Con razón se extasía el Sr. Valera ante la imagen de Margarita, la más hermosa criatura de Goethe, y acaso de la literatura moderna.

Margarita es el triunfo de la burguesía en el arte; de la clase media de la poesía, si vale decirlo en estos términos. Tomada de la realidad, de la vida que parece más prosaica y vulgar, Margarita es, sin embargo,


«.............. el tipo de belleza ideal
que flota en las entrañas como un sueño».



Sus primeras palabras en el poema, que tan bien traduce el poeta italiano en aquella frase:


«Io non son damicella
ne bella.....................».



ya la rodean de un aroma misterioso y dulce de violeta... Su modestia y su honestidad le parecen al diablo murallas casi inexpugnables; y esto mismo es incentivo para Fausto, que hasta en sus devaneos necesita algún objeto digno de su ambición. Goethe ha idealizado a la menagere, que dicen los franceses, a la mujer de su casa, que decimos nosotros; ya es anuncio de esta apoteosis aquella frase del estudiante: «la mano que el sábado coge la escoba es la que mejor os acaricia el domingo». Margarita cuenta a Fausto sus quehaceres: «tenía una hermanita que se murió»; daba mucho que hacer, ¡pero ella la quería tanto!...

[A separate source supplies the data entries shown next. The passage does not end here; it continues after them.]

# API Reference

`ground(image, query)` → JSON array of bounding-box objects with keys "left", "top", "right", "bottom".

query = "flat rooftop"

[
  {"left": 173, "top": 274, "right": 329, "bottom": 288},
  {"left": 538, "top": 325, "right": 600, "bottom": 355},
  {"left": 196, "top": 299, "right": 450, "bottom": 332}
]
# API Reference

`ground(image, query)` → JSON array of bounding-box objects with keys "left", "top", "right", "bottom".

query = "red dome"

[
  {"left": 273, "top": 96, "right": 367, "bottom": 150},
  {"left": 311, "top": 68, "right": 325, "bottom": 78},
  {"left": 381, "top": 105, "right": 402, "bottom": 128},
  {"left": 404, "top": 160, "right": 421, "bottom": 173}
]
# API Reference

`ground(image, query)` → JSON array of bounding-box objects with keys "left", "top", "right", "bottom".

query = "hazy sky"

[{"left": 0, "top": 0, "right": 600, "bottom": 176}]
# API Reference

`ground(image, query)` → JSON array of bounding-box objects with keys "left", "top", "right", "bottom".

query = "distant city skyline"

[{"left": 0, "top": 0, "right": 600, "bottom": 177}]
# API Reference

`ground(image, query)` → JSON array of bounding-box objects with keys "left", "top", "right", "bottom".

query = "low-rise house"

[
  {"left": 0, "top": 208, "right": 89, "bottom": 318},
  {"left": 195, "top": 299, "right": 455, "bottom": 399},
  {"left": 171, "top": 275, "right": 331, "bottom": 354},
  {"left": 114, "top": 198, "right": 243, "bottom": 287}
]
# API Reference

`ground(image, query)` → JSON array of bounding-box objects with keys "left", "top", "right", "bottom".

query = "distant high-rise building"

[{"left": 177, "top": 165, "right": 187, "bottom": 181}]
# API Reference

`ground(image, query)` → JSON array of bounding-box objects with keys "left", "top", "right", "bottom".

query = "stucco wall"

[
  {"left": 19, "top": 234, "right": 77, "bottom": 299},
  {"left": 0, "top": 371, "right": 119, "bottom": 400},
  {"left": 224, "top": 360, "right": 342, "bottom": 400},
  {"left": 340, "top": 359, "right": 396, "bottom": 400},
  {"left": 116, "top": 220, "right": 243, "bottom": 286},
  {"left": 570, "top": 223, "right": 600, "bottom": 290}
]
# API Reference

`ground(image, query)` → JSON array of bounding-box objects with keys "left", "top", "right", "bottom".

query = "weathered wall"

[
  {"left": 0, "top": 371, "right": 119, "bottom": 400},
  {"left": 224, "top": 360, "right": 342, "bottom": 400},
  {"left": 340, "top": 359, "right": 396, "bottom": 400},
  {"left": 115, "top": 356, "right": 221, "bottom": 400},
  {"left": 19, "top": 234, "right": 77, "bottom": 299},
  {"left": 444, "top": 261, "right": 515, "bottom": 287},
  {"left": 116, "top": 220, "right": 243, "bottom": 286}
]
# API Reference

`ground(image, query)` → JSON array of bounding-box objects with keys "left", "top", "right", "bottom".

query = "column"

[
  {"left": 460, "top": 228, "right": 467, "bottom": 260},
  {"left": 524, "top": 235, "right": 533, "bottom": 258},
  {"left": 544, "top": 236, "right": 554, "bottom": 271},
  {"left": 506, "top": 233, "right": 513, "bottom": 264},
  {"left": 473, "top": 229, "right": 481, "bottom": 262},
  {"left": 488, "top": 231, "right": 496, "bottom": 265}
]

Sí, bien hace el crítico español en estimar como lo mejor del Fausto la creación de Margarita; de este episodio del poema, que mejor dicho es el principal asunto de toda la primera parte, se deriva una literatura completa, que muchas veces ha degenerado en la trivialidad y en la prosa menos artísticas;   —222→   pero no por culpa del genio que supo mantener esta realidad de todos los días en la región de las ideas eternas.

Admito de buen grado la teoría estética, que se ha confundido muchas veces con el realismo, de la idealidad de lo real.

Si Platón dudaba que para ciertas nociones de objetos ordinarios hubiese correspondientes ideas, contradigámosle enhorabuena, y admitamos que lo ideal, como el éter, lo penetra todo, y en todo se puede ver cuando se sabe mirar; quizá por el contraste de la apariencia humilde y del fondo bello nos seducen más las obras de arte que, como el Divino Maestro, ensalzan a los que se humillan; pero no nos apasionemos por este extremo cerrando de este modo los ojos a otros horizontes de la belleza.

Se ha negado por muchos a la segunda parte del Fausto el mérito que en la primera todos reconocen, y se le ha negado, porque así como antes Goethe se mueve en el mundo real, en este segundo vuelo llega a lo ideal directamente y lo trae a la realidad individual del arte por medio de la alegoría y el símbolo.

El Sr. Valera, aunque no oculta que su literatura predilecta es la que se conserva fuera del brutal realismo, pero tratando objetos de la realidad finita, tangible, sabe, sin embargo, considerar el mérito posible de otras esferas no menos legítimas en el arte, y ateniéndose con su buen sentido de hombre de talento al to meson de Aristóteles, y despreciando los extremos a que se entregan ciertos espíritus mezquinos, admite la belleza de la alegoría y de los otros procedimientos artísticos, propios para la representación literaria de la belleza ideal, no abstracta, como suele decirse equivocadamente.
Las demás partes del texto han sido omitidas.